Emerging Markets Daily - July 15
China GDP Q2 Growth Slows, EM 'Generational Opportunity?', China Tech and EM, Asian Bonds Attract Record Investment, Asia's Slow Air Travel Recovery
The Top 5 Emerging Markets Stories from Global Media - July 15
China's GDP Growth in Q2 Slows to 7.9%
Nikkei Asia
“China's gross domestic product growth slowed to 7.9% year-on-year in the April-to-June quarter after plateauing at 18.3% in the previous three months, signaling a halt to the V-shaped recovery from the COVID-19 pandemic.”
“…The swift deceleration was underlined by a 0.5% cut to banks' reserve requirements, effective Thursday, which is aimed at increasing lending to small and medium-size enterprises.”
“Only 26% of Chinese companies surveyed in June predicted a rise in business activity over the next year, down slightly from 28% in February, according to a business outlook by IHS Markit released on Monday. That was lower than the global average of 38%.” CK Tan reports
“Generational Opportunity” in Emerging Markets or More Staid Returns?
OilPrice.com
“A commonly heard refrain amongst investment circles is that emerging markets, or EMs, are no longer what they used to be over the past two decades. Coming out of the Global Financial Crisis, EM equities were the best performing regional equity market, returning 79% in 2009 compared to a 27% return by the S&P 500. But it's been pretty much downhill from there, with the EM lagging behind the Developed Markets (DM) with a 7% return vs. 13% by the DM (excluding the U.S.) in the current year.”
“A similar narrative has been playing out in the energy markets, with EMs hardly visible in the global ESG and renewable energy boom despite being the most vulnerable to climate change. But a cross-section of Wall Street is now saying not to give up on EMs just yet.”
“Investors and strategists at Goldman Sachs and JPMorgan Chase are saying there's plenty of value to be found in EM commodity markets regardless of whether or not OPEC+ can resolve its latest deadlock. In fact, some analysts have labeled it a ‘generational opportunity’.”
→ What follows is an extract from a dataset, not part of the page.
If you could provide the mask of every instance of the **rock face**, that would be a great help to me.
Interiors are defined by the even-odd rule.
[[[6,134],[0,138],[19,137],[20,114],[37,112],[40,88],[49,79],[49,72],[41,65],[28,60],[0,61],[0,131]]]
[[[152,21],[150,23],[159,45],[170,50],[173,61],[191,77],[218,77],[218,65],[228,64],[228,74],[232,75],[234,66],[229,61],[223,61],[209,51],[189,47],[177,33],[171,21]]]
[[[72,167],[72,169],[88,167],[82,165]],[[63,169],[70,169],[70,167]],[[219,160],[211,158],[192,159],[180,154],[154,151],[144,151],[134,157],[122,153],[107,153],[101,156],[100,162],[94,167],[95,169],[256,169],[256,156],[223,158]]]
“‘A generational opportunity exists today in many of the deepest-value emerging markets. Whether you export goods or whether you export commodities, you're getting an external demand boom right now for pretty much whatever it is that you sell,’ Whitney Baker, the former head of emerging-market research at Bridgewater Associates, has told Bloomberg.” Alex Kimani reports.
China’s Tech ‘Not State-of-the-Art’, but it is what Emerging Markets can Afford
South China Morning Post
“Increasing hostility and challenges by developed countries will not deter China from boosting hi-tech investment under its grand infrastructure-connectivity plan known as the Belt and Road Initiative, according to analysts.”
“Their comments came after European Union foreign ministers agreed this week to launch a global infrastructure plan linking Europe with the world. This followed deals involving India and Japan, and a similar plan by the Group of 7 (G7) nations to rival China’s ambitious multibillion-dollar undertaking.”
“China has a strong foothold when it comes to investing in emerging markets – a trend that is likely to be reinforced under the Belt and Road Initiative, while Chinese policy banks are among the largest creditors to the developing economies.”
“‘The markets there for hi-tech products are less competitive than those of developed nations. They are relatively easy for Chinese brand hi-tech products to penetrate. Chinese branded hi-tech products with low prices, and not state-of-the-art technology, match perfectly with the demands of those countries, whose income determines what they can afford,’ said Xing Yuqing, an economics professor with the National Graduate Institute for Policy Studies in Tokyo.” Amanda Lee reports
Foreign Investors Flock to Asian Bonds
Hellenic Shipping News/Reuters
“Foreigners’ purchases of Asian bonds surged in June to the highest in two years, as a drop in U.S. bond yields spurred global investors to hunt for better returns amid a low yield environment worldwide.”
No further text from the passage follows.